署名が大切と私も思う。署名があったから対話が広がった。地域で署名集めるとつながりや運動の視野が広がる。これまでの活動家も目の向け方が広がる。「全市民を視野に」が運動のキーワードだ。
野本
2ヶ所地域の会が出来た。洗足は、力があまりない地域だから、幅広く広げた。地域に共闘広がればまだまだ可能性ある。
地主が建てたマンションに自民党のビラまかり成らんとの張り紙など保守の人が変わってきている。視野に入れた運動求められる。

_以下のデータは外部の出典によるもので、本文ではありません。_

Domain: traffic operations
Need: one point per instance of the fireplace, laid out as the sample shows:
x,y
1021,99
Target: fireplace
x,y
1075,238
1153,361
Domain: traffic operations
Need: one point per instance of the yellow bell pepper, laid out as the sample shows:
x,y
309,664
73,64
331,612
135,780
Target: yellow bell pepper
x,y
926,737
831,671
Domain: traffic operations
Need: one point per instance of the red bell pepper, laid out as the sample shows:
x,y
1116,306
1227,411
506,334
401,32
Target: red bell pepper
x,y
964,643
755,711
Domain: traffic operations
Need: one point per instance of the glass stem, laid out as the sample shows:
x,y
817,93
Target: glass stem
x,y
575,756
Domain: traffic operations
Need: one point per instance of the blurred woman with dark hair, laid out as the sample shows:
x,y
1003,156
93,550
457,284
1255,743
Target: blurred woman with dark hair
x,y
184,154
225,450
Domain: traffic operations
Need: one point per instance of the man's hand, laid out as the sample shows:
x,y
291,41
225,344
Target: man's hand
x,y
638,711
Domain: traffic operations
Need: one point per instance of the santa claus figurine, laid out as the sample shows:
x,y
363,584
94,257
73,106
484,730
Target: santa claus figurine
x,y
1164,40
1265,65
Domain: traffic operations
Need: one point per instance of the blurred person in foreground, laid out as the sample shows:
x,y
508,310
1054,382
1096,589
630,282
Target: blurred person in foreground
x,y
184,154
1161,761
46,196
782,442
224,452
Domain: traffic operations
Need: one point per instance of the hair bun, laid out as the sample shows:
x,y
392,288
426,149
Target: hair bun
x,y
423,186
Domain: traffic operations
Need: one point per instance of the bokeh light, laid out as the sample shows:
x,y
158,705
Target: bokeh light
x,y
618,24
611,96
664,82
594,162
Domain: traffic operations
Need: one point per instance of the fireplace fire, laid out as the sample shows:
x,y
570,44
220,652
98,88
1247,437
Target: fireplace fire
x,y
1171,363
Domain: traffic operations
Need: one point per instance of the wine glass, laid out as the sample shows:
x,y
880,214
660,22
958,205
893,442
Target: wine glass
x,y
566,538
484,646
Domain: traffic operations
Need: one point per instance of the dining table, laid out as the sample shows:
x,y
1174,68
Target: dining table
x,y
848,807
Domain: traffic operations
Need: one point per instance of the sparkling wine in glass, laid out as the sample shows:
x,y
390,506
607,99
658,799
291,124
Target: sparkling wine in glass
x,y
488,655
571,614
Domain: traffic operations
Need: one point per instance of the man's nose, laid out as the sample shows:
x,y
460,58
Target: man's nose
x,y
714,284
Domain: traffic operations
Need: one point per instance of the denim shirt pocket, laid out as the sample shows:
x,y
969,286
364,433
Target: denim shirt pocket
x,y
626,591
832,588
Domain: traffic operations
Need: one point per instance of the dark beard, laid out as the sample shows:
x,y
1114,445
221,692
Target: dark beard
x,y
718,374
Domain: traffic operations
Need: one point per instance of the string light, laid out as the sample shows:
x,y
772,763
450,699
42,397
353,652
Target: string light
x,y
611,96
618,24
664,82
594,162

革新懇も強化しなければとニュースの拡大もめざしている。
千田
革新懇の3つの目標はどんな課題でもやれる。原発、消費税、安保法制、生活向上、町田の米軍機の騒音など。革新懇は末広がりに活動出来る。
内藤
共同を広げる上で革新懇が一定の役割を発揮しているが、へたするとそこに埋没しかねない。革新懇とNOWAR杉並のやれることとは違う。革新懇が大きく、若返っていかないと運動発展ない。独自の活動も継続的に行いながら、どう共同を発展させるかが重要。
磯崎
日野革新懇は、2月総会で55人だった会員を78人まで拡大した。早く100人にしたい。市民連合の代表の元社会党議員の方も全国革新懇ニュースを購読してくれた。共同を広げて政治革新をめざしているのが革新懇だから、くどくど説明しなくともわかりやすい状況だ。
今井
 本日はありがとうございました。